Indices on computed columns

In this post I showed you a basic indexing strategy and huge benefits of indexed views. Now, I would like to draw your attention to another useful optimization method — creating indices on computed columns.

Indexing for denormalization

As you probably noticed the indices that are most useful for speeding up queries contain duplicate data — that is the case with non-clustered indices and with indexed views as well. In my opinion, indices are the first and quite frequently the best option to denormalize database, for a couple of reasons:

1. They are easy to create and maintain.

2. SQL Server will take care of data synchronization for you and will do this as fast as possible.

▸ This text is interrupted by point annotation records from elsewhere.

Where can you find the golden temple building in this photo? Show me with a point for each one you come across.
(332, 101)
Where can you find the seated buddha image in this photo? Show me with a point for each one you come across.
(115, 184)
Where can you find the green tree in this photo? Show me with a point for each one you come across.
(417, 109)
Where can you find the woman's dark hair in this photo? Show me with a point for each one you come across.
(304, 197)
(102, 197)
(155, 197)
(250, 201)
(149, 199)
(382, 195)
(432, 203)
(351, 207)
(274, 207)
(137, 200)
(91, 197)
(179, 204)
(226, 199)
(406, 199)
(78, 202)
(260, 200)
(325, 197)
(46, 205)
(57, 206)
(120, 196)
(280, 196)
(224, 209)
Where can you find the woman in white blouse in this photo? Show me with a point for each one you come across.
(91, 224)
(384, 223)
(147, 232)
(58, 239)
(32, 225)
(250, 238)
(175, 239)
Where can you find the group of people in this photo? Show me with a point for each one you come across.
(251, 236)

3. An administrator can add those indices without being worried about breaking any database or client-side code functionality.

However, first you have to somehow add those redundant data to your tables. And to do so you have two basic choices — you can add an additional column, populate it with a trigger and put an index on it, or you can add a computed column (just an expression), and index it. The thing is that only the second option allows you to fully use indices, as you are going to see shortly.

A baseline

To show you the power of indices on computed columns, let me create a sample database and switch it into a SIMPLE recovery mode:

CREATE DATABASE [test]
 CONTAINMENT = NONE
 ON  PRIMARY 
( NAME = N'test', 
FILENAME = N'C:SQLtest.mdf' , 
SIZE = 102400KB , FILEGROWTH = 10240KB )
 LOG ON 
( NAME = N'test_log', FILENAME = N'C:SQLtest_log.ldf' , 
SIZE = 102400KB , FILEGROWTH = 10240KB )
GO

ALTER DATABASE [test] SET RECOVERY SIMPLE
GO

 

In this database I’m going to create the simplest table possible — it will only have four columns: a primary key and three columns needed to compute a line total:

USE test
GO

CREATE TABLE dbo.SellingPrice
(
    SellingPriceID int IDENTITY(1,1) 
      CONSTRAINT PK_SellingPrice PRIMARY KEY,
    SubTotal decimal(18,2) NOT NULL,
    TaxAmount decimal(18,2) NOT NULL,
    OrderQty int NOT NULL
);
GO

 

Now let me insert 120 thousand or so rows and measure the time it takes — this will be the first part of our baseline:

SET STATISTICS TIME ON
GO

INSERT INTO dbo.SellingPrice (SubTotal,TaxAmount,OrderQty)
SELECT [UnitPrice], [UnitPrice]*.23, [OrderQty]
FROM [AdventureWorks2008R2].Sales.SalesOrderDetail
GO
-----
SQL Server Execution Times:
   CPU time = 234 ms,  elapsed time = 229 ms.

(121317 row(s) affected)

 

This load took about 0.2 second.

To create the second part of our baseline we have to measure query time — for example, how long does it take to get orders over 20 000?

SELECT *
FROM dbo.SellingPrice
WHERE (SubTotal + TaxAmount ) * OrderQty >20000
GO
----
(90 row(s) affected)

 SQL Server Execution Times:
   CPU time = 16 ms,  elapsed time = 20 ms.

 

0.21 second. So, right now the load is blazing fast (0.2 second), but query performance suffers — selecting 90 rows took about 0.2 second.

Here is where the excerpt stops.